Whining and Gnashing 3.0

David Limbaugh has this extraordinarily cogent assesment of the whining and gnashing that continues unabated in the wake of W's huge, HUGE win. Some tasty excerpts follow. -SpinDaddy

" . . . Since the election, liberals have ratcheted up their seething rhetoric, acting as though President Bush, by merely reshuffling his cabinet, has committed a new rash of felonies. They are portraying him as a Machiavellian dictator exerting total control over his docile advisors, from whom he has extracted every ounce of independence en route to an unprecedented Stalinization of American presidential power LOL!!. This is the same man they depicted but a few short weeks ago as a sock-puppet figurehead fronting for the de facto president, Dick Cheney, and the neocon cabal . . . In their unyielding malice and hatred have we finally discovered a perpetual motion machine? . . . The editorialists are morphing into Maureen Dowds, as if in a contest to see which one of them can describe the current scene with the least connection to reality. . ."

And speaking of extraordinary cogency, this from the WSJ makes the axiomatic observation that "Killing Terrorists Doesn't Make Them Stronger"; it does however, make them dead.

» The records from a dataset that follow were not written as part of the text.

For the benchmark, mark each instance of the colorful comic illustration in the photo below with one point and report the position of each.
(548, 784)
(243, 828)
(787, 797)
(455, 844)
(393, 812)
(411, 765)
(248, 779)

" . . . So coalition forces strike the city of Fallujah, and Iraqi insurgents respond by attacking in Mosul, Baquba, Kirkuk and Suweira. This, we now hear from jihadist sympathising lefties , proves that the more insurgents the U.S. kills, the stronger the insurgency grows . . . In real warfare . . . killing the enemy means there are fewer enemies to kill. And in one week in Fallujah, and at the cost of some 40 American soldiers' lives and several Iraqi ones, about 1,200 insurgents were killed and another 1,000 taken prisoner. Sounds to me like 2200 less knuckleheads to deal with, this is a good thing. The insurgents have been denied their principal sanctuary. Their torture chambers--a stark indication of what they intend for all of Iraq if they're allowed to prevail--lie exposed . . ."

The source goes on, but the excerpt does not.